While Tracy’s coaching brethren will miss his strategic contributions to the basketball program, they’ll also miss the intangibles he has demonstrated in coping with his own adversity.

“He’s been an inspirational type of person,” PCHS girls varsity basketball coach Brian Gaw said.

Tragedy in the air

Tracy enlisted in the Army’s delayed entry program while a senior at Foxcroft Academy in 1978 with designs to focus on truck driving, but he was recruited to become a paratrooper while in basic training by members of the 82nd Airborne Division.

“I thought it was a great idea, not knowing how scared I would be every time I jumped out of a plane,” said Tracy, whose first flight came when he was flown to Portland for his enlistment ceremony.

Tracy gained experience parachuting out of planes and helicopters without incident until his 24th jump, a nighttime exercise two years into his military service.

“When the chute came out, what happened was what they called a Roman candle,” he said. “It was just like you were wringing a washcloth out. But they have you so well trained that when you look up and see it, you say, ‘I’m in trouble,’ though that’s not exactly what I said. Then I popped my reserve chute and that worked for a few minutes until it started to get wrapped around the chute that was already there. That dumped the air out of it, then I landed.”

Tracy broke his back in a couple of places, and injuries to his spinal cord left him a low paraplegic.

“It was low on the spinal cord but enough so I can move my legs, but from the knees down I have no feeling and can’t control them,” he said.

After rehabilitation Tracy was eventually able to walk with leg braces. He returned home to help out as best he could on the farm. He also accompanied a friend back and forth on trips to Vermont, where a year later he met his wife, Julie.

A few years after the Tracys settled back in southern Piscataquis County, he began coaching after Julie — a field hockey coach in Guilford — told him about a middle-school opening.

Life on the sideline

Tracy’s early coaching experiences were first with the Guilford middle school boys “B” team, then the “A” squad.

“I had a couple of good teams,” he said. “But I could never beat [Charlie] Peavey and Corinna. He was my cousin, too, and that really made me mad.”

One of Tracy’s middle-school teams became the nucleus of the 2001 PCHS squad that captured the Eastern Maine Class C championship.

“Russell carried himself with a lot of confidence in his ability to be a coach,” said Joe Gallant, who coached with Tracy at the middle-school level and is now the athletic administrator for RSU 4.

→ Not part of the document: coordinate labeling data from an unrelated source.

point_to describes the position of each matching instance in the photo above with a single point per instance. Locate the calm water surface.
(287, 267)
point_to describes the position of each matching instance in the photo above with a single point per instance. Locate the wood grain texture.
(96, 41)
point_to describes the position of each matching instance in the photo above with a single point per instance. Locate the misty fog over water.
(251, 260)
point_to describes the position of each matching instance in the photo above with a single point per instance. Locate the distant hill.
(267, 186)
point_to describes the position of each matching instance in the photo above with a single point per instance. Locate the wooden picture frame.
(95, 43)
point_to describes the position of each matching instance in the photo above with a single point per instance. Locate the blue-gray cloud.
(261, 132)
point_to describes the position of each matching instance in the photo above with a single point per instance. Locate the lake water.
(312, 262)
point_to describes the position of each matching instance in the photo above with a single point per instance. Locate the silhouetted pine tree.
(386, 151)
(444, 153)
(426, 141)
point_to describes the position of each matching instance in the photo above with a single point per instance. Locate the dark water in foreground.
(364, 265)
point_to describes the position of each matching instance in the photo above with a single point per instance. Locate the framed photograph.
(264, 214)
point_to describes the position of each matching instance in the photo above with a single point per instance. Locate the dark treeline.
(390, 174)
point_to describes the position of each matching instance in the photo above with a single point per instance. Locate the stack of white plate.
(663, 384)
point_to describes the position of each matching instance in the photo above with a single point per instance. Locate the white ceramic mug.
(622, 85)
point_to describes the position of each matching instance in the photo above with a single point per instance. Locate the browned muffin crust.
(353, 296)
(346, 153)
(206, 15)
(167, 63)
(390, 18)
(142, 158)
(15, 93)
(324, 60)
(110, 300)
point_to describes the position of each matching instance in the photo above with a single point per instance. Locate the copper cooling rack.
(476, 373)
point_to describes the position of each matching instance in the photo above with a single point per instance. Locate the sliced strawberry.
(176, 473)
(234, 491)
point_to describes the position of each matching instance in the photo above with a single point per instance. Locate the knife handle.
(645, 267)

Tracy coached three of his four basketball-playing sons in middle school. That included Tyler, who is the boys varsity coach at Poland High School.

Tracy also coached middle-school baseball for several years, but basketball was his true love. He eventually ascended to the high school level under Russell.

“I was really sold on what Jamie did as far as the team concept, something I still do now in terms of drills,” he said. “I always said if I had known then what I do now, I would have beaten my cousin.”

Tracy spent the last 12 years coaching girls basketball with Gaw, a change that required some personal adjustment. He grew up as one of six brothers with no sisters and had just sons in his own family.

“Working with girls was a totally foreign concept, but to tell you the truth it was one of the best moves I’ve ever made. It was so much fun,” he said.

Tracy was the Pirates’ varsity coach for five games last winter after Gaw became ill and guided the team to a 3-2 record.

“It was great,” he said. “We won three of them, although I won one that I tried to lose.”

Tracy’s retirement from coaching may not be a complete separation from the sport. He has six grandchildren — including an eighth-grade basketball player in the Guilford school system — and another grandchild on the way.

“Tyler calls me a sideline coach,” he said.